In this article I will guide you through the steps of creating a simple but effective
search engine. We will divide our work into two steps :
- Step 1 : Create a set of ASP pages to index the site content.
- Step 2 : Create a search engine to offer keyword specific database dependant
search to our visitors.
Requirements :
- PWS / IIS
- Microsoft Access Database
We will begin with creating a set of ASP pages to index the site content and then insert into
the database. Here you will learn how easy it practically is to deal with databases in ASP.
All statements of SQL select, insert, update and delete will come into play.
Creating HTML Form Page
We begin by creating an HTML Form page called 'addtodb.htm'. As it's name suggests you will
use it to enter URLs of pages to index. So create a new HTML page and name it 'addtodb.htm'
and then copy paste the following HTML code into it and then save it :
<html>
<head>
<style>
body { font-family : Verdana; font-size : 8pt; }
input { font-family : Verdana; font-size : 8pt;
height : 20; width : 250; }
</style>
</head>
<body>
Insert / Update File : ( using HTTP )
<form action="addtodb.asp">
<input type="text" name="look_for"><br>
<input type="submit" value=" " style="height : 17;
width : 17;"> Submit ->
</form>
<br><br><br>
Insert / Update File : ( using FileSystemObject )

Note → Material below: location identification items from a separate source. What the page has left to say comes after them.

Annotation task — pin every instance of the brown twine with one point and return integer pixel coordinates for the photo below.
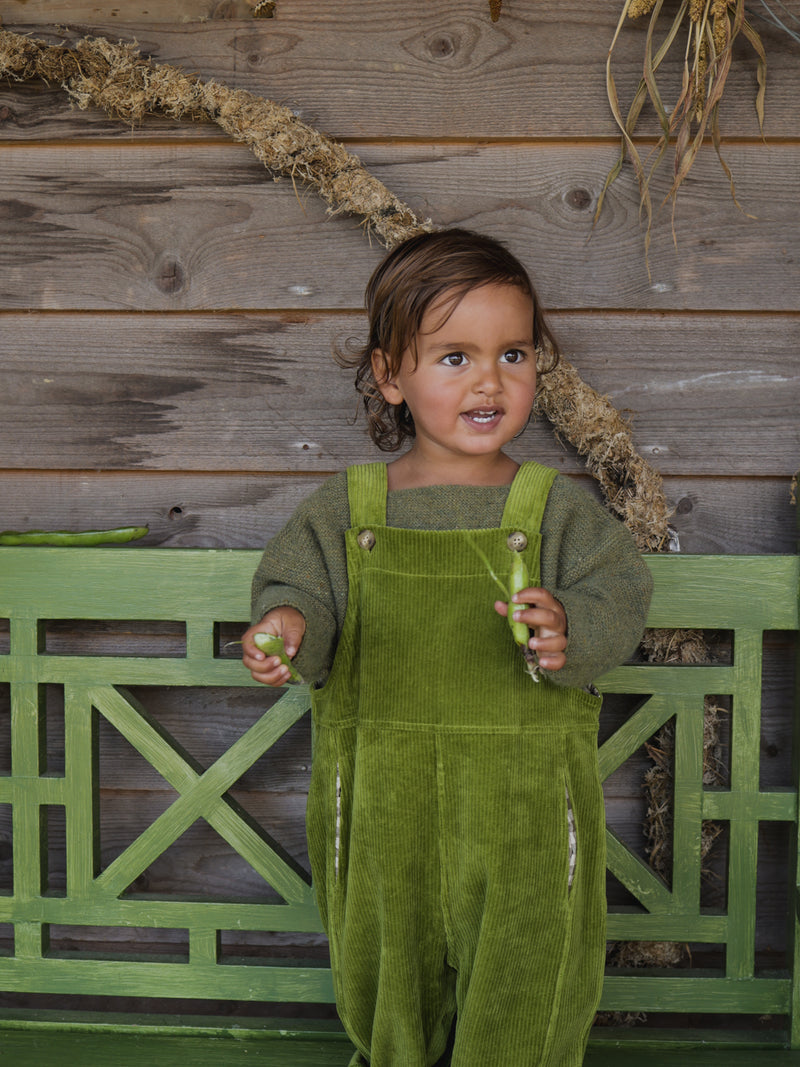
(115, 78)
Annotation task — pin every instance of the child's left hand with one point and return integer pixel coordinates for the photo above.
(547, 620)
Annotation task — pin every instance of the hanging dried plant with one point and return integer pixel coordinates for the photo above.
(709, 28)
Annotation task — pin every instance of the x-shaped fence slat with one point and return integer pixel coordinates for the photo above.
(201, 794)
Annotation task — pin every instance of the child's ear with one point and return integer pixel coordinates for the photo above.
(386, 384)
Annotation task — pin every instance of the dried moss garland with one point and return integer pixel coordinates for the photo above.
(116, 78)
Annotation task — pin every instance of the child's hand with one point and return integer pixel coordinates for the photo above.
(547, 619)
(286, 622)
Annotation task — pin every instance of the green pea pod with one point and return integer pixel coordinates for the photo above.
(517, 582)
(65, 539)
(273, 646)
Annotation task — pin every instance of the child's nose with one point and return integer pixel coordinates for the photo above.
(488, 381)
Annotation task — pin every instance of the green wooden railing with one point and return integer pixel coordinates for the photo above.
(205, 588)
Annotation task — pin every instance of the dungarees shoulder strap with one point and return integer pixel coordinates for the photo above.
(528, 496)
(367, 488)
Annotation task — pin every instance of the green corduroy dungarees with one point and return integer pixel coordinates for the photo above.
(437, 813)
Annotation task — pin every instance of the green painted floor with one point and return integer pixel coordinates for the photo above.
(30, 1048)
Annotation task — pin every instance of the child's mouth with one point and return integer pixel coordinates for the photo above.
(482, 416)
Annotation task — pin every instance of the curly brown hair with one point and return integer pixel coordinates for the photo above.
(401, 289)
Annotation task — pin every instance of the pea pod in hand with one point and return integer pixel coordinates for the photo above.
(272, 645)
(520, 579)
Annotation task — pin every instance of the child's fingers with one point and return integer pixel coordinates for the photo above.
(269, 670)
(540, 610)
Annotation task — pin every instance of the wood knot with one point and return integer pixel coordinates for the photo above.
(443, 47)
(579, 200)
(171, 276)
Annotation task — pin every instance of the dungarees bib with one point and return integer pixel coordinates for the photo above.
(438, 810)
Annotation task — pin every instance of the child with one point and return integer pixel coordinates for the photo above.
(456, 819)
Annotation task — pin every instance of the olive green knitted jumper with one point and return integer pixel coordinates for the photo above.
(437, 814)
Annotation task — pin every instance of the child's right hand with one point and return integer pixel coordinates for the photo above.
(286, 622)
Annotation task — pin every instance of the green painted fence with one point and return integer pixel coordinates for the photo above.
(205, 588)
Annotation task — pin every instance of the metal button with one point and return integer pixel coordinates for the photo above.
(366, 540)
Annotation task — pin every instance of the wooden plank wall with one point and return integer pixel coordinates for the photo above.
(166, 311)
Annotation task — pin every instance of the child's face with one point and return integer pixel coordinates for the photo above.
(475, 380)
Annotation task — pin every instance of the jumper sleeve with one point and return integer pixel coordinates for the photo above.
(304, 567)
(591, 563)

<form action="addtodb_fso.asp">
Base URL :-<br>
<input type="text" name="base_url"><br>
Absolute path to the File :-<br>
<input type="text" name="look_for"><br>
<input type="submit" value=" " style="height : 17;
width : 17;"> Submit ->
</form>
<br><br><br>
Delete File :
<form action="delfromdb.asp">
<input type="text" name="del"><br>
<input type="submit" value=" " style="height : 17;
width : 17;"> Submit ->
</form>
</body>
</html>
What does Form 1 do ?
As you might have guessed by seeing the code, it offer three Forms to site admin ( you ).

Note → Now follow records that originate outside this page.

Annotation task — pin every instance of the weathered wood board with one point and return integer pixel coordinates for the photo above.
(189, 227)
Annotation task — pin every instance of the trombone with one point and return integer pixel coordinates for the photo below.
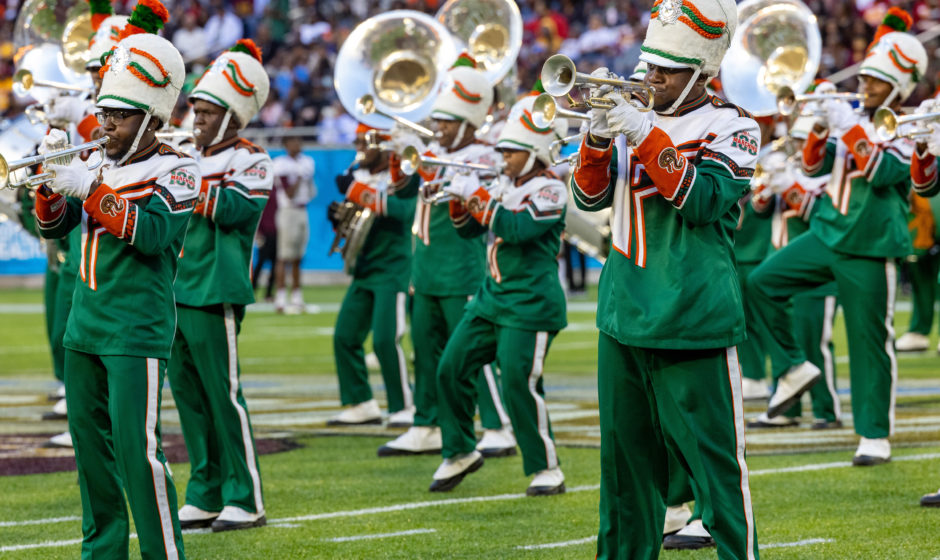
(366, 106)
(787, 99)
(8, 167)
(559, 76)
(888, 123)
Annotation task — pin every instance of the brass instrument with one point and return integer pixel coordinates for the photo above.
(777, 44)
(787, 99)
(545, 110)
(888, 123)
(62, 156)
(559, 76)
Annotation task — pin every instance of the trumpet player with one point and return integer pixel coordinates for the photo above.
(447, 268)
(517, 311)
(375, 300)
(212, 289)
(133, 217)
(669, 311)
(857, 232)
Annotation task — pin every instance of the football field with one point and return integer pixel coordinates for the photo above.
(327, 495)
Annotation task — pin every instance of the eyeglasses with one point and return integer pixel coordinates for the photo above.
(117, 116)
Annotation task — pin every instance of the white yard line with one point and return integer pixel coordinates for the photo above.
(382, 535)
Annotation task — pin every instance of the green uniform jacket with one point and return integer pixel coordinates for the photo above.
(864, 211)
(522, 290)
(671, 278)
(132, 231)
(215, 265)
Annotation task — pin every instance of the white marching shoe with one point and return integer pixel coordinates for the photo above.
(912, 342)
(192, 517)
(453, 470)
(872, 452)
(754, 389)
(546, 483)
(233, 518)
(418, 440)
(363, 413)
(791, 386)
(497, 443)
(404, 418)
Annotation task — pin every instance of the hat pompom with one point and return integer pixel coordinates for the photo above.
(100, 11)
(248, 47)
(148, 17)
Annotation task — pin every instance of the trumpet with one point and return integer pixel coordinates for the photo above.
(787, 99)
(888, 123)
(560, 76)
(366, 106)
(23, 82)
(34, 181)
(545, 110)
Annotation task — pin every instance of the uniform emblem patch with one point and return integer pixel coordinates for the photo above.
(111, 205)
(670, 160)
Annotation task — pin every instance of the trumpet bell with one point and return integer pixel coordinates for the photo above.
(489, 30)
(401, 59)
(777, 44)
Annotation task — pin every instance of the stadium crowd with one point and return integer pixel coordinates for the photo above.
(300, 39)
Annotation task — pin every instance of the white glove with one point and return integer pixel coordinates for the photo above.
(626, 119)
(463, 185)
(840, 116)
(73, 179)
(56, 140)
(67, 108)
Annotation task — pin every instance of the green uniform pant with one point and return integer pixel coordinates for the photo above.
(521, 357)
(654, 403)
(866, 291)
(114, 419)
(433, 319)
(923, 275)
(381, 311)
(204, 375)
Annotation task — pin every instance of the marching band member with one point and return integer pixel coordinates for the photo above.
(212, 289)
(133, 217)
(375, 300)
(669, 307)
(857, 232)
(518, 310)
(448, 269)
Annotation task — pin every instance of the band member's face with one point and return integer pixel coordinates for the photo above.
(121, 126)
(208, 118)
(668, 84)
(876, 90)
(515, 161)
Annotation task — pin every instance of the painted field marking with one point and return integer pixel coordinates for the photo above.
(381, 535)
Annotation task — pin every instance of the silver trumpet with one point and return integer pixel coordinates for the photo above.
(58, 156)
(560, 76)
(888, 124)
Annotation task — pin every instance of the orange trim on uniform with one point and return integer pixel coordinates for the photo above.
(86, 126)
(663, 162)
(108, 208)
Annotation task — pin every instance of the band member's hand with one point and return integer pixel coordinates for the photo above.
(55, 140)
(73, 179)
(626, 119)
(463, 186)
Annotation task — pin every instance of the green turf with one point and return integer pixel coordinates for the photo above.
(866, 513)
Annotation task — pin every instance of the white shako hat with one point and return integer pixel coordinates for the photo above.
(466, 95)
(104, 39)
(521, 133)
(235, 81)
(689, 34)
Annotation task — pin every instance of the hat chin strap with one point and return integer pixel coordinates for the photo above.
(681, 99)
(140, 133)
(223, 126)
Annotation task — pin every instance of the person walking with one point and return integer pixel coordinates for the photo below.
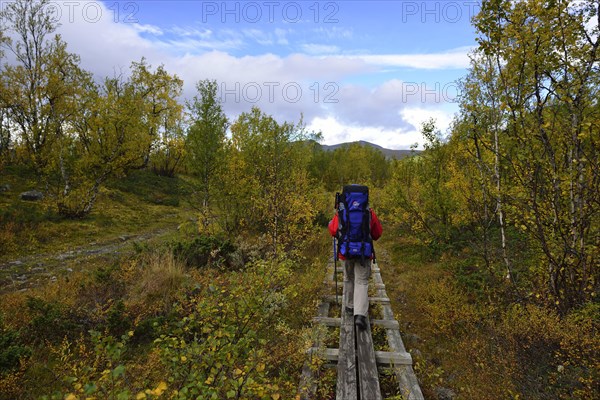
(356, 226)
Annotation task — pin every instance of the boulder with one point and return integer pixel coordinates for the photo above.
(444, 393)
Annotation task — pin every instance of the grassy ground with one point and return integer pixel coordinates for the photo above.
(141, 202)
(37, 245)
(108, 323)
(475, 342)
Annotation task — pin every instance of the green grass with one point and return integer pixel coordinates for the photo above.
(141, 202)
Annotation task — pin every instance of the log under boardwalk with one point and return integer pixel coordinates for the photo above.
(356, 360)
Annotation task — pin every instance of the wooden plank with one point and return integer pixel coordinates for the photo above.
(330, 321)
(386, 323)
(376, 300)
(391, 358)
(346, 387)
(382, 358)
(367, 366)
(407, 380)
(379, 300)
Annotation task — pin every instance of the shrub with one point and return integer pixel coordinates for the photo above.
(204, 251)
(11, 349)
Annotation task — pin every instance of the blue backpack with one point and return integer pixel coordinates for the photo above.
(354, 223)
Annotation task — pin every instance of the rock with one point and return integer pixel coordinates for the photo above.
(416, 353)
(444, 393)
(412, 338)
(32, 195)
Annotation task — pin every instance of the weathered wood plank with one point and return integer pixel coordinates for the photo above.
(382, 358)
(391, 358)
(367, 366)
(375, 300)
(308, 385)
(330, 321)
(408, 383)
(346, 388)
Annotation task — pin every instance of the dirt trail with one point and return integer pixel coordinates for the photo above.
(33, 270)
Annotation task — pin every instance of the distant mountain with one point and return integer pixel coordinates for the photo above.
(397, 154)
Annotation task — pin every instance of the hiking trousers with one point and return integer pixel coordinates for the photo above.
(356, 280)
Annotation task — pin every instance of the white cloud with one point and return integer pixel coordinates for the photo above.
(335, 132)
(452, 59)
(382, 114)
(317, 49)
(416, 116)
(151, 29)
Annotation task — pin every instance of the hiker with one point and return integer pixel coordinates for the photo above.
(358, 228)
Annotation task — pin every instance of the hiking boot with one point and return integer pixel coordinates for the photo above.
(361, 322)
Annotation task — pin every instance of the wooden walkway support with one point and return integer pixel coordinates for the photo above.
(356, 359)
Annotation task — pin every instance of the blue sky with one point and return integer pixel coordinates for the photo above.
(356, 70)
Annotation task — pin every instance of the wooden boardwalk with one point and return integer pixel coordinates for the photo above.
(356, 360)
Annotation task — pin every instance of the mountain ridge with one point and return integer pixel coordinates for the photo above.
(397, 154)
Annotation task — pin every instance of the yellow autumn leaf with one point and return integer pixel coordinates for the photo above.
(162, 386)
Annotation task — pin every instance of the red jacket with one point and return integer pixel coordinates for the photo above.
(376, 229)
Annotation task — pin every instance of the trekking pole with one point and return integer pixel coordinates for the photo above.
(335, 269)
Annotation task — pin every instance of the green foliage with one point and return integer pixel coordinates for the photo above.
(149, 187)
(49, 321)
(351, 163)
(12, 350)
(205, 251)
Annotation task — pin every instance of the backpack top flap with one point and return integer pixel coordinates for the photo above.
(356, 214)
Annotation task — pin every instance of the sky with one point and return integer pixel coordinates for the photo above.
(353, 70)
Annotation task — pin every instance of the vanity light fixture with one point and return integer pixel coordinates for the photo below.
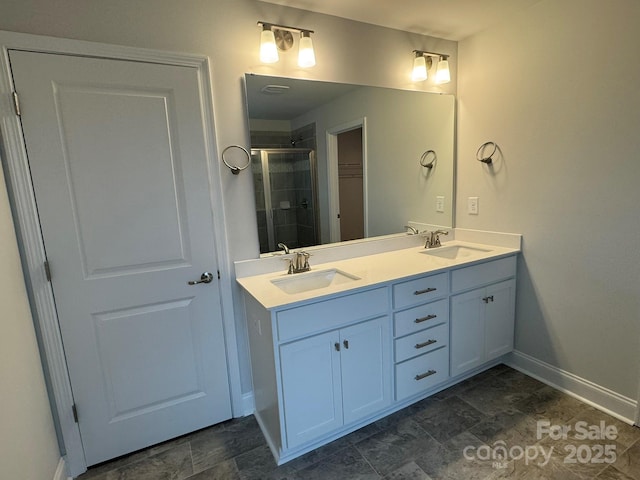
(423, 62)
(419, 67)
(279, 37)
(268, 49)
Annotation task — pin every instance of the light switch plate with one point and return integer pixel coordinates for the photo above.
(472, 205)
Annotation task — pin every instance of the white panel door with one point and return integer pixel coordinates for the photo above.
(118, 158)
(310, 370)
(467, 331)
(499, 315)
(366, 364)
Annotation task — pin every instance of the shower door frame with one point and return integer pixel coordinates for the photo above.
(266, 185)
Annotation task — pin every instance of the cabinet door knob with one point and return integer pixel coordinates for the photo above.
(426, 290)
(425, 375)
(426, 344)
(424, 319)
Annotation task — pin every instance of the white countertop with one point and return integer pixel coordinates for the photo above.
(371, 270)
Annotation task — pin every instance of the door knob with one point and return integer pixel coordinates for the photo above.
(206, 277)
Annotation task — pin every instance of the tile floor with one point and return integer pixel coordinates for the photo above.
(499, 408)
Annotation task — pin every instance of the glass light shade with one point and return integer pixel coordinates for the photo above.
(268, 49)
(306, 55)
(442, 72)
(419, 69)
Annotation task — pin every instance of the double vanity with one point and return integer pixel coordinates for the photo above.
(359, 337)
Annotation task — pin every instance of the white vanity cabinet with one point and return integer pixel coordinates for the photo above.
(335, 378)
(320, 366)
(421, 334)
(482, 317)
(327, 365)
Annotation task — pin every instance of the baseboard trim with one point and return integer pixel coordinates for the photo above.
(61, 471)
(248, 404)
(610, 402)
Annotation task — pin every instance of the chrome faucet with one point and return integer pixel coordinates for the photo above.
(283, 247)
(433, 238)
(299, 262)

The first one is used to enter complete URLs including HTTP ( e.g. http://www.stardeveloper.com/default.asp ).
This Form will take you to 'addtodb.asp' page which will index the page using HTTP protocol. This is the
easiest and most effective way to index pages. It enables you to index any of your site pages spanning across
multiple hosts. It is also useful when title, description and keyword tags info in your pages is dynamically
generated.
What does Form 2 do ?
The second Form instead of asking the complete URL ( like the first Form ), asks for base URL and
absolute path to the page to index. This Form is optional. You should use it only when you cannot use
HTTP protocol to index site pages ( more on that ). In the base URL field, you should enter the base URL
of your site e.g. http://www.yoursite.com. And in the absolute path field, you should enter the absolute
path to the page on your site e.g. /default.asp. This Form will lead to 'addtodb_fso.asp' page which
indexes the pages using FileSystemObject. FileSystemObject is one of the scripting objects provided to you
by ASP.
What does Form 3 do ?
The third Form asks for complete URL to the page e.g. http://www.stardeveloper.com/default.asp. You
should use it when you want to delete a page entry in the database. Note this action will not delete the page,
instead it will delete the indexed info of that page in the database. After this action that page will not be
shown in the search engine.
Creating Access Database
Start Microsoft Access and create a new database 'directory.mdb'. Now create a table in
the design view and name it 'all_pages'. Now put six fields in this table with 'id' field being
the primary key. The names of the fields and their data types are shown in the image below :
"all_pages" Table
Note if you are unsure or find it difficult, you can download the Access database discussed in
this tutorial at the end. So stay cool.
Creating 'addtodb.asp' page
Open note pad or your favorite text editor and create a new page. Save it as 'addtodb.asp'.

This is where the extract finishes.